労働組合の存在意義
10月18日の日本経済新聞の朝刊で,「変わる労組(中) 交渉・要求力弱まる執行部 賃上げ,旗振り役は企業・政府に」という見出しの記事があり,そこで「ここ数年の賃上げは,政府が旗を振って会社側も呼応してきた。主役であるはずの労働組合は存在感を示せずにいる」と書かれていました。
春闘への政治の口先介入に加え,とくに与党が政策目標として最低賃金の引上げを掲げており,経済界でも経済同友会の代表幹事である新浪剛史氏がこれに沿った発言をするというような状況が起きています。その一方で,労働組合の役割が大きく低下しているのではないかと懸念されており,上記の記事も,そうした関心から書かれたものといえます。もちろん最低賃金でも,中央最低賃金審議会をはじめ都道府県レベルの審議会には労働者委員が参加しているのですが,労働組合の影響は間接的なものです。
従来,労働組合は賃金交渉の主要なプレイヤーとしての役割を担ってきました。労働者の集団的な力を背景に,企業との対等な交渉を通じて賃金の引上げを勝ち取るというのが,組合の存在意義を示す機会でした。労働法の授業では,歴史的には,こうした労働組合の活動は,市民法に違反し,また争議行為は社会の安寧秩序にも影響して弾圧の対象になってきたけれども,徐々に,労働組合の社会的意義が評価され,その活動が法認され,日本では憲法で保障されるまでになったというようなことを説明します。
賃金の決定という伝統的に労働組合の最も重要とされる交渉領域に,政府が関与してくることは歴史を考えると危険なことであり,労働者の賃金が上がれば,それでよいではないかという結果主義ではすまない問題があります。

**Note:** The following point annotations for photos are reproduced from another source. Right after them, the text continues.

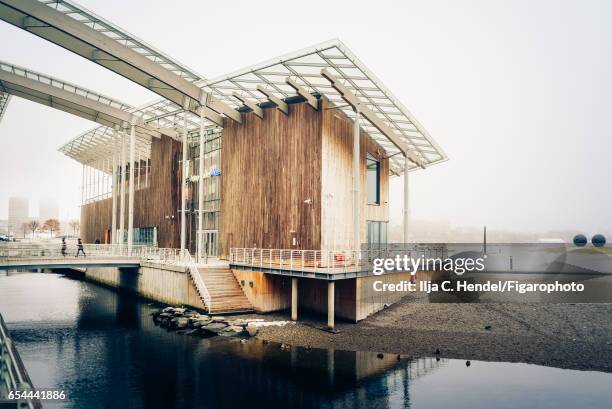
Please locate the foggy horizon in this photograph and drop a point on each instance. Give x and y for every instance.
(522, 114)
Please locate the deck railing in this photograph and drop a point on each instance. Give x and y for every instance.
(325, 260)
(13, 376)
(54, 250)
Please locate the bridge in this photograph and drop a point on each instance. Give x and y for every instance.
(38, 255)
(49, 255)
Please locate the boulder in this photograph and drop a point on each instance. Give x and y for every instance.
(252, 330)
(231, 331)
(180, 323)
(214, 327)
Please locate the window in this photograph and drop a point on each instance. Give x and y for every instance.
(377, 234)
(145, 236)
(373, 179)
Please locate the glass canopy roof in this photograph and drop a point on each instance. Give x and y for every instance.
(304, 67)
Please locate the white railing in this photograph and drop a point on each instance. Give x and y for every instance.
(326, 260)
(197, 279)
(56, 250)
(13, 376)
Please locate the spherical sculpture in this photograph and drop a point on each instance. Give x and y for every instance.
(598, 240)
(580, 240)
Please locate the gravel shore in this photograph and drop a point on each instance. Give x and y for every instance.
(573, 336)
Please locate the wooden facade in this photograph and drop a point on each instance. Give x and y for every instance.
(287, 183)
(271, 183)
(155, 206)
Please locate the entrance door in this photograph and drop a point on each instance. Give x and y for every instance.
(210, 242)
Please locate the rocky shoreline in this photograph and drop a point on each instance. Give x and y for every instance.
(190, 322)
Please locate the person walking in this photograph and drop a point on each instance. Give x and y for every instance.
(80, 248)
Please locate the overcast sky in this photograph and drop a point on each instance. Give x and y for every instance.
(518, 93)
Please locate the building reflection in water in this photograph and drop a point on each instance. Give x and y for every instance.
(110, 354)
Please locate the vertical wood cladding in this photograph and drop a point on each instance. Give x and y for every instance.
(337, 182)
(153, 206)
(270, 167)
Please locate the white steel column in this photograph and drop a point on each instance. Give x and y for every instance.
(184, 179)
(331, 287)
(406, 196)
(201, 188)
(83, 186)
(131, 192)
(114, 191)
(294, 299)
(356, 182)
(121, 239)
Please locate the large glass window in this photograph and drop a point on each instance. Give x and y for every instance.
(377, 234)
(373, 179)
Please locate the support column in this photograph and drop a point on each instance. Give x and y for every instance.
(294, 299)
(83, 186)
(356, 182)
(184, 178)
(122, 193)
(330, 304)
(114, 191)
(406, 196)
(201, 187)
(131, 192)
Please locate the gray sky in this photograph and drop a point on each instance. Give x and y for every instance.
(518, 93)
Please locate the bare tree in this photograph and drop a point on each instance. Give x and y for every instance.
(75, 226)
(33, 226)
(51, 225)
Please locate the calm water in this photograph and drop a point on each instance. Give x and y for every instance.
(103, 350)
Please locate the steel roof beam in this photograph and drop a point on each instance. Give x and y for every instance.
(251, 105)
(312, 101)
(374, 119)
(280, 104)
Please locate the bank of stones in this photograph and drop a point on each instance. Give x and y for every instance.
(193, 323)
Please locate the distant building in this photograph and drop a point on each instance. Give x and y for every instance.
(48, 209)
(18, 215)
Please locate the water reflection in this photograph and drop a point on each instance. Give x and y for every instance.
(103, 349)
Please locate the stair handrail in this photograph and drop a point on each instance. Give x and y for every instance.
(200, 286)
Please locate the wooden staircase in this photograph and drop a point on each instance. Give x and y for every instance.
(225, 292)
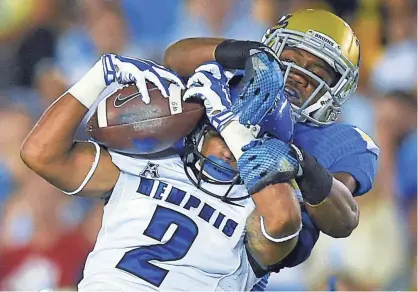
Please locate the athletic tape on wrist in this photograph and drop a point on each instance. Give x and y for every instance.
(90, 173)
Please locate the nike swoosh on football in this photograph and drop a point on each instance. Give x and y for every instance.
(121, 100)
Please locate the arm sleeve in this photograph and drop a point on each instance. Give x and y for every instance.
(362, 167)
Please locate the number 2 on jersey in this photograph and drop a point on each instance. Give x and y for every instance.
(137, 261)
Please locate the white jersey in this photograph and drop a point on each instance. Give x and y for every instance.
(159, 232)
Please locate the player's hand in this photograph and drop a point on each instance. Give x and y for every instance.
(209, 83)
(125, 70)
(261, 89)
(268, 161)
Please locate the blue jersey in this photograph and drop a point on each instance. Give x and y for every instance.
(339, 148)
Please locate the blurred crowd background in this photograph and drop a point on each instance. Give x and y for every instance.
(47, 45)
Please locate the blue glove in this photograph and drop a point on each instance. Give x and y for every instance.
(209, 83)
(279, 121)
(261, 87)
(267, 161)
(126, 70)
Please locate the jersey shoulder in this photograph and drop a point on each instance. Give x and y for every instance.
(334, 142)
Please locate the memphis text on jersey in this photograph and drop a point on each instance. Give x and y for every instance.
(176, 197)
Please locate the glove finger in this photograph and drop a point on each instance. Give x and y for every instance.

このblogでも,ときどき書いてきたように,本来,保守的な政権は,経営者側の意向をくんで,労働組合を敵視するものであるという観点からは,労働者(労働組合)側は決して油断をしてはなりません。経営側にとっても,長く続いたデフレによる経済の沈滞から脱却するため,消費の喚起のためにも賃上げを受け入れる余地がありますし,加えて,これを機会に政府と組んで労働組合を弱体化できれば,なおさらよいと考えているかもしれないのです。ただ,日本の協調的労使関係の文脈では,労働組合の弱体化は,経営側にとっても,かえって困るということもあるので,賃上げの手柄を政府に独り占めさせずに,ほんとうは,うまく労働組合に花をもたせるようなことを考えたほうがよいのかもしれません。
ところで上記の記事は,立教大学の首藤若菜さんの「労働組合の意義が薄れているとの指摘もあるが,企業ときちんと交渉して労働条件を守るにはこれからも組合が必要だ」という主張を紹介しながら,「組合が現場から集めた不安や課題など生の声を経営トップにぶつけて交渉する働き手の代表者としての存在意義までは失われていない」と書かれています。
ただ,労働組合というのは,戦い続けていなければ,ノウハウなどが継承されなくなり,戦わなければならないときに戦えなくなるというのは,よく聞く話です。デフレ時は,賃金の現状維持で購買力が維持されるので,とくに戦う必要はなかっただけです(経営者は,さすがに名目賃金の引下げを求めたりはしてきませんから,賃金面での争いは起きにくい状況がありました)。 記事のなかでは,組合向けにコンサルティングを行う会社のことが出てきますが,内部でノウハウが継承されなければ,こういう外部のビジネスに頼ることになるのかもしれません。
労働組合は,今後どうなるのでしょうか。労働組合の形態は,ギルド型のミドルスキル以上の労働者の団結もあれば,低スキルの単純労働者の団結というタイプもあれば,日本のような企業の従業員(基本的には正社員中心)を連帯の基礎とする団体もあります。私はいまから10年近く前に有斐閣の法学教室416号(2015年)の「戦後70年を考える」という特集において,憲法の観点から労働組合のことを扱った「憲法の沈黙と労働組合像」という論文を執筆したことがあります。ここでは私なりの労働組合像を憲法に照らして分析しています。ややペダンティック(pedantic)な印象を与える気負った論文でしょう(その意味で「法学教室」にふさわしいものではなかったかもしれません)が,法律家の目で労働組合を論じたらどうなるかということについて自分なりに考えた試論を提示しています。個人的には気に入っている論文であり,最後の部分では,現在の労働組合の危機を乗り切るための視点も提供しているのではないかと思っています。